08:03 <sensille> but a glitch from time to time wouldn't matter

08:03 <sorear> so you can and should run a miner at PVT/frequency levels where 1% of the results are bogus

08:03 <azonenberg> sorear: wont pools kick you out if you have too many false positives?

08:03 <whitequark> you don't let that go to the pool duh

08:03 <azonenberg> or does the control software double-check and reject those before they go upstream?

08:04 <azonenberg> i guess if you confirm before submission that works

08:04 <sensille> anyway, PoW currencies are dump anyway

08:04 <sensille> dumb

08:04 <sorear> yes

08:04 * azonenberg is still waiting for someone to make a PoW that does useful work

08:04 <whitequark> that exists

08:04 <azonenberg> bruteforcing sha256 is stupid, but if we could get all the buttcoin miners to do protein folding or something...

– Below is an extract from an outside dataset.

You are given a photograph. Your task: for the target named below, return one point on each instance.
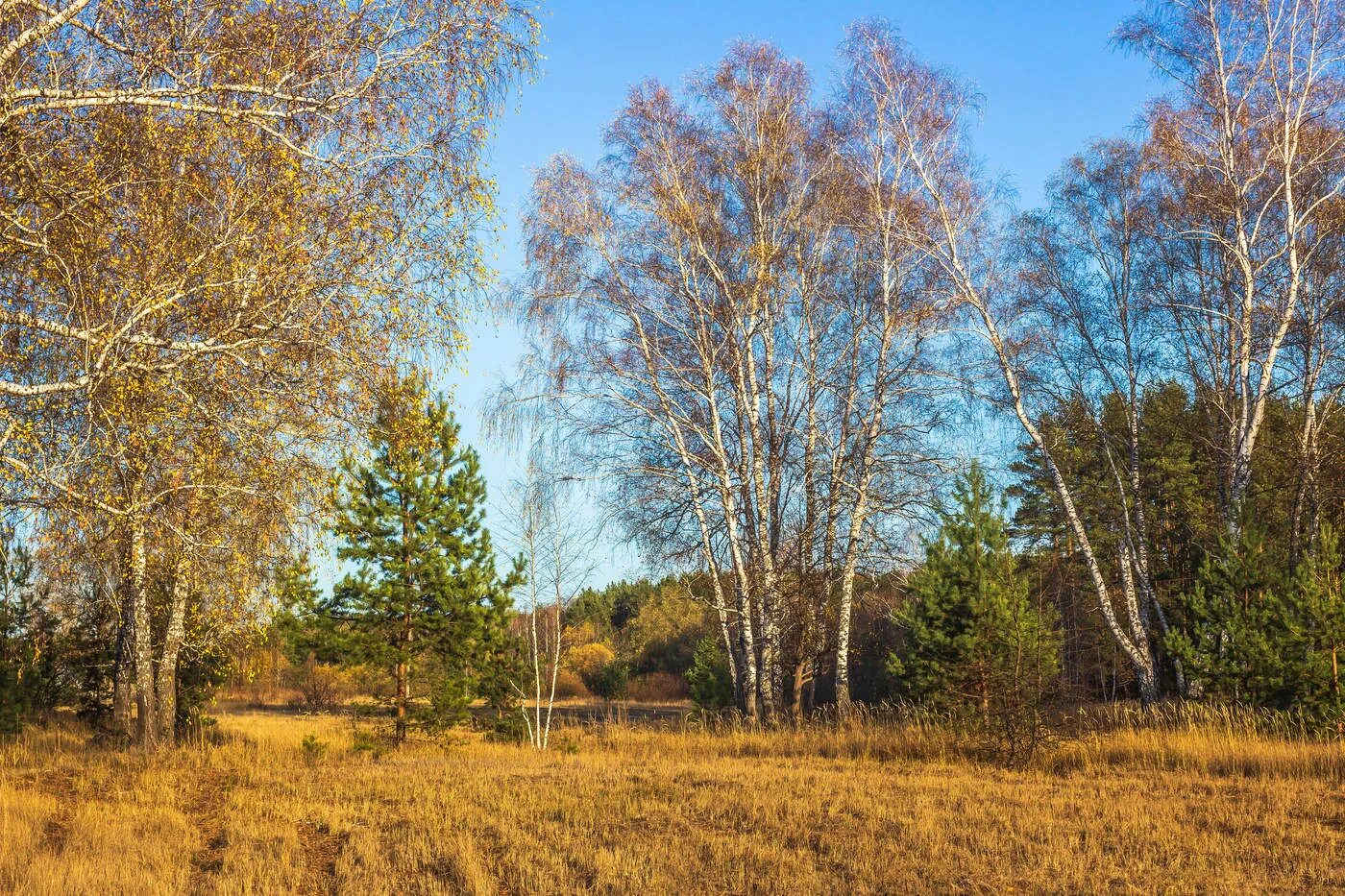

08:05 <sorear> I've pitched nfscoin to you haven't I

08:05 <azonenberg> sorear: i think me and rqou called it nsacoin

08:05 <sensille> hehe

08:05 <azonenberg> but same idea

08:05 <azonenberg> GNFS relations as a pow?

08:05 <sorear> yes

08:06 <sorear> hint: modern number field "sieves" don't actually sieve, they find smooth numbers by trial factorization (using ECM), so the relations can be tested at random

08:06 <azonenberg> @_@

08:06 <azonenberg> Modern factorization algorithms are far beyond my comprehension

08:06 <azonenberg> i grok the basics of RSA

08:06 <azonenberg> but even elliptic curve stuff i have a hard time understanding, and i say this as someone in the middle of implementing curve25519

08:07 <sorear> I could implement QS, for which the same claim applies

08:07 <sorear> not NFS :(

08:29 Jybz has joined ##openfpga

08:41 <pie_> azonenberg: i suppose its a good thing 25519 is supposed to be easy to implement? :)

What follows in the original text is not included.